← All cases
04

Legal Entity Data Aggregation and Analysis System

We turn chaos from 8+ sources into a unified knowledge base for banks, investors, and regulators.

Legal Entity Data Aggregation and Analysis System

The problem we solve

Working with open company data is a challenge: sources contradict each other, information becomes outdated, and data errors lead to financial and reputational risks.

Our system turns chaos from 8+ fragmented sources (XML, JSON, CSV) into a structured knowledge base.

It is a tool for banks, investors, and regulators where every statement contains accurate data about a company, its finances, founders, and brands.

How it works

For a national-scale project, we implemented:

Data Import

Automatic ingestion from sources with different formats and APIs, including processing of weakly structured files.

Data Cleansing and Merging

Error correction algorithms (duplicates, typos, incorrect dates and data) based on rules and classical ML models. Complex data matching across sources even when the information is contradictory, for example when the newest data is already outdated.

Statement Generation

Unified company dossiers with current information on finances, founders, brands, and historical changes.
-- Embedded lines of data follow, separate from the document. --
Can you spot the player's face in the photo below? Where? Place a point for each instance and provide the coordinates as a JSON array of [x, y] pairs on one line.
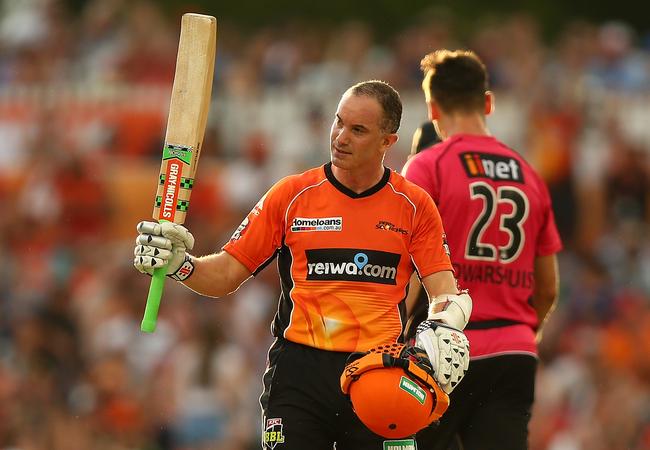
[[357, 140]]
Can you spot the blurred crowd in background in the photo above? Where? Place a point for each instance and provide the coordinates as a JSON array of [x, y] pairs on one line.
[[83, 105]]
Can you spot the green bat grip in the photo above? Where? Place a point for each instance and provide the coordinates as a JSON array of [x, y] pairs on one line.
[[148, 324]]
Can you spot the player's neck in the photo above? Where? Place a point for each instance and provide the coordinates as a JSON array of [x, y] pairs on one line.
[[473, 124], [358, 180]]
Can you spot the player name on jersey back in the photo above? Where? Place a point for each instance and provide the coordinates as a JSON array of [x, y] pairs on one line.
[[494, 167]]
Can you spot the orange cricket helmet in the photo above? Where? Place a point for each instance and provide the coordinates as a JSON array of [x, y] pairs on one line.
[[392, 390]]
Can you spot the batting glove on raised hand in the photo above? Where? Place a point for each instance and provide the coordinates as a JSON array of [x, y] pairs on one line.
[[164, 245], [448, 350]]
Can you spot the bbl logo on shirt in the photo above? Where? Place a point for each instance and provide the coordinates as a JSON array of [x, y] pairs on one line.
[[348, 264], [401, 444], [273, 433], [494, 167]]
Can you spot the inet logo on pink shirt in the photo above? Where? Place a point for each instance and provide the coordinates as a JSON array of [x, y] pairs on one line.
[[494, 167]]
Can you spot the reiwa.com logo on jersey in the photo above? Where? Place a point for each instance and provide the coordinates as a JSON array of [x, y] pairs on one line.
[[302, 224], [348, 264]]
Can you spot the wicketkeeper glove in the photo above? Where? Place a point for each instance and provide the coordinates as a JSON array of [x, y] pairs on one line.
[[164, 245], [448, 350]]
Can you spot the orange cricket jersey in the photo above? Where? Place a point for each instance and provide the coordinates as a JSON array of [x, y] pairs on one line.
[[344, 259]]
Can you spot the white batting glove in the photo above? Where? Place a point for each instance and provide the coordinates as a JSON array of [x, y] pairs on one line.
[[164, 244], [448, 350]]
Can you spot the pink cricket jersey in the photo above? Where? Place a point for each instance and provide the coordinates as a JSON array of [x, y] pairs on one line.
[[497, 214]]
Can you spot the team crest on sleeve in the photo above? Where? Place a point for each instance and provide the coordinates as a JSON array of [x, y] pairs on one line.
[[445, 246], [273, 434]]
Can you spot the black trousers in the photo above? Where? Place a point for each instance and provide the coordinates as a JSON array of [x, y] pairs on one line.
[[489, 410], [303, 406]]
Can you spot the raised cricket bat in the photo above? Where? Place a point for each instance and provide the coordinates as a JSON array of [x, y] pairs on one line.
[[188, 114]]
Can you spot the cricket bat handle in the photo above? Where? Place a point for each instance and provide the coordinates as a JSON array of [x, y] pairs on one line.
[[156, 287]]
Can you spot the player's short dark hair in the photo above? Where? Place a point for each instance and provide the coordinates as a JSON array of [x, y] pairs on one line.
[[455, 80], [387, 97]]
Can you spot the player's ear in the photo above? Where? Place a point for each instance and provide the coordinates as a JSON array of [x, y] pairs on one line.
[[390, 139], [489, 102], [434, 111]]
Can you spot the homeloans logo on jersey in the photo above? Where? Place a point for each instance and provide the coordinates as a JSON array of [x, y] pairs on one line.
[[317, 224], [348, 264], [494, 167]]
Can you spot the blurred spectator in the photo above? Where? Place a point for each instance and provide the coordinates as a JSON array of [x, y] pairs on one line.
[[83, 99]]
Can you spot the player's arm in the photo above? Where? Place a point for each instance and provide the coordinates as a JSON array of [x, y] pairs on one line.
[[217, 275], [545, 294]]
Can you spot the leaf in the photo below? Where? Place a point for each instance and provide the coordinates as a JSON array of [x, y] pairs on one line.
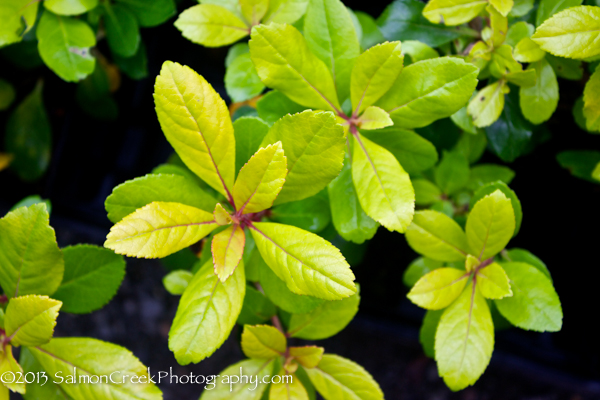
[[70, 7], [338, 378], [30, 320], [403, 20], [452, 173], [547, 8], [206, 314], [227, 250], [313, 143], [438, 288], [437, 236], [122, 30], [284, 62], [499, 185], [310, 214], [429, 90], [325, 321], [150, 13], [132, 195], [571, 33], [274, 105], [29, 137], [330, 35], [534, 304], [159, 229], [349, 219], [413, 152], [285, 11], [464, 340], [91, 279], [487, 105], [64, 44], [88, 357], [490, 225], [244, 390], [31, 261], [249, 133], [591, 102], [539, 102], [383, 187], [211, 25], [277, 291], [260, 180], [196, 122], [323, 273], [241, 79], [453, 12], [263, 342], [177, 281]]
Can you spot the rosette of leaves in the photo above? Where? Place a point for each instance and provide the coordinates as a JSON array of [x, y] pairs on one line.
[[462, 280], [323, 68], [160, 214], [38, 280]]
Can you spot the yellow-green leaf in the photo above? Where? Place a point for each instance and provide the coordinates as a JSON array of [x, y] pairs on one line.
[[196, 122], [159, 229]]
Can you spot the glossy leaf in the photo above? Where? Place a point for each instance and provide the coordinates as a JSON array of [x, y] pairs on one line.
[[437, 236], [196, 122], [206, 314], [92, 277], [31, 261], [159, 229]]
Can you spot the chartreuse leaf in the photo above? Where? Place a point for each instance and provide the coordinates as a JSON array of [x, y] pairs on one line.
[[260, 180], [211, 25], [429, 90], [64, 45], [284, 62], [439, 288], [324, 321], [323, 273], [132, 195], [571, 33], [330, 35], [29, 137], [339, 378], [534, 304], [539, 102], [30, 320], [177, 281], [263, 342], [374, 73], [70, 7], [227, 250], [313, 143], [453, 12], [244, 390], [91, 357], [591, 102], [437, 236], [285, 11], [92, 277], [196, 122], [349, 219], [464, 340], [383, 187], [487, 105], [159, 229], [492, 282], [31, 261], [206, 314], [490, 225]]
Advanced Analytics Capabilities

Find companies using a flexible filtering system by combining more than 50 different parameters, including industry, region, financial indicators, ownership structure, and more. The system can also find similar companies based on a selected set of characteristics, providing a powerful tool for market and competitor analysis.

Technologies

LaravelOctanePostgreSQLRedisElasticSearchVue 3Nuxt3PythonMongoDBApache SupersetDocker clusters with redundancyGitLab CI/CDGrafanaSentry

Benefits

Reliability

Data is cleaned and verified before entering the system, so you make decisions based on facts rather than assumptions.

Speed

Search across 28M+ companies takes less than one second thanks to ElasticSearch.

Depth of Analysis

Identify company relationships, track changes in financial indicators, and build forecasts.

Dependability

Redundancy and automatic resource adaptation to current load guarantee 24/7 operation even during peak demand.